Basically I want a reasonably priced external filter for my 20l Mini-M. I plan to grow mainly mosses and keep Crystal Red Shrimp. I have been looking at a few all around the 50 - 70 mark but dont really know which one to go for so if someone could give me a recommendation that would be great. 

Also I will be wanting to get an external heater so need some advice with this and if i can get one that would work with my filter system. Any links that I can read or advice on what would be a good one to start with would be amazing. Thanks guys


----------



## Stu Worrall (5 Oct 2012)

ive got a fluval 205 on mine and replaced the kinky pipes for some clear ones.

nice scape by the way


----------



## nry (5 Oct 2012)

Kinky pipes


----------



## stevehislop (7 Oct 2012)

Hey just bought a Fluval 106 seems to do the job nicely, I want to replace the disgusting piping with clear and glass lily etc.. What sizes do i need? my outlet and inlet pipes are 14.5mm that come with the pump, do I just buy the same in clear and if so what size does the lily and intake need to be ? thanks.


----------



## stevehislop (15 Oct 2012)

Just thought I would update this post in case anyone was wondering how I got on with replacing the pipes.

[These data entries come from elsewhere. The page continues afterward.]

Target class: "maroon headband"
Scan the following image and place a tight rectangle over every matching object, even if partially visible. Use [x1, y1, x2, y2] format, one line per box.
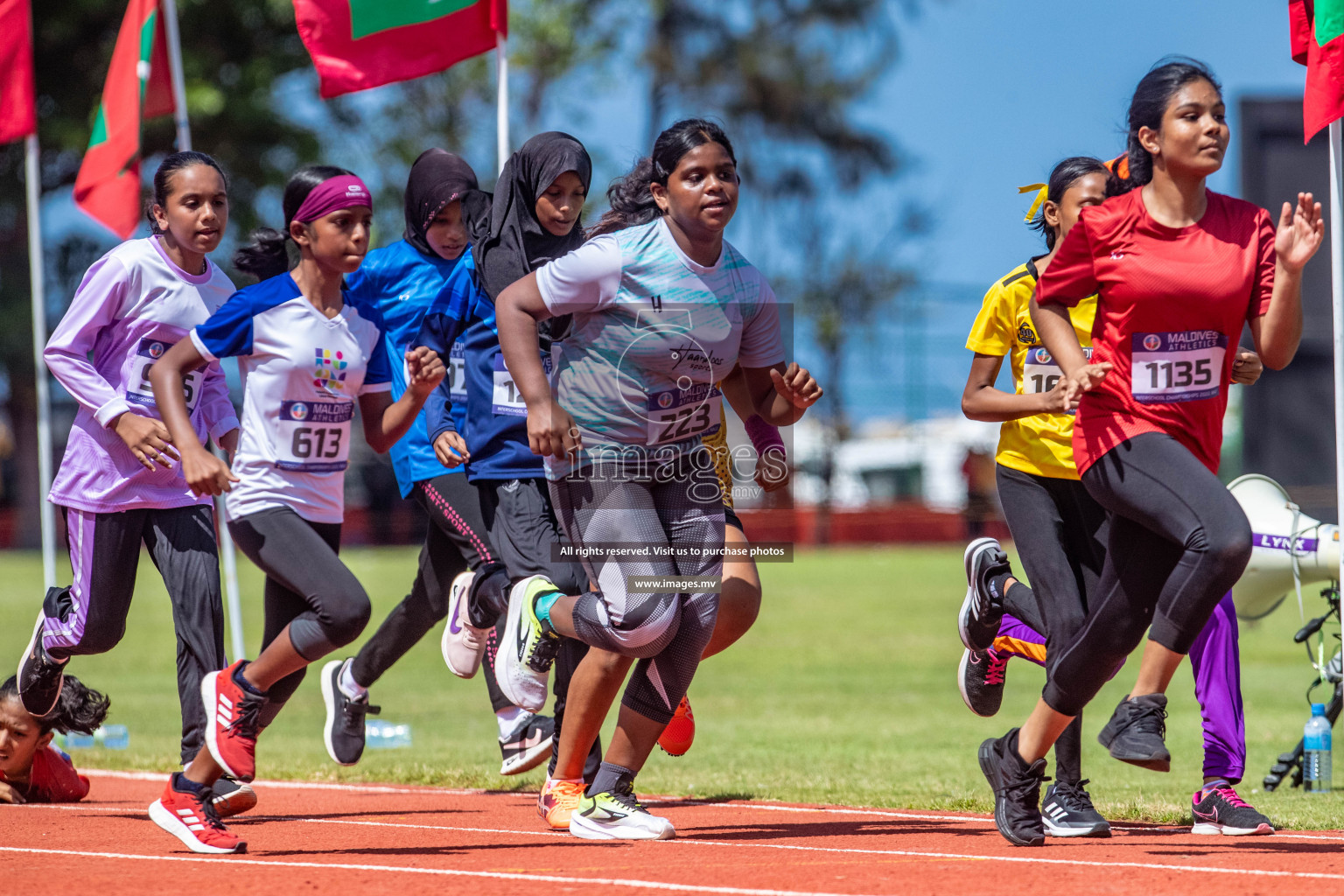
[294, 175, 374, 224]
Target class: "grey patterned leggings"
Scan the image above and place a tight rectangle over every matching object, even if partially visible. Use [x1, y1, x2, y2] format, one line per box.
[550, 446, 723, 723]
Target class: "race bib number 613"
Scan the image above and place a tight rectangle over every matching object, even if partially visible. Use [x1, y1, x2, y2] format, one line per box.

The original were 14.5mm and had a special fitting onto the pump, in the end I went with some 12mm clear pipe from Tankscape, which to be honest was a little small but after a while heating and pushing the pipe over a cone (well a mastick tube end) they eventually fit. I would personally recommend going with 13mm if you have the same pump as will still be tight fit but should give you a little easier ride. So yeh went well just need my moss to grow now  but if you are after some glasswear I would defo take a look at Tankscape, got a lot of good stuff at good prices too and quick and friendly service.


----------



## Lindy (18 Oct 2012)

Thanks for posting, I was going to get the 16/22mm so will look at smaller.


----------



## stevehislop (18 Oct 2012)

Yeh its a bit of an effort to get the 12mm over so you will need some form of cone but worth it for the smaller pipes


----------



## Lindy (19 Oct 2012)

How is it running? I may just get larger tubing as I don't want to restrict flow to/from my filter by using smaller stuff. Would 16mm give a snug enough fit in your opinion?


----------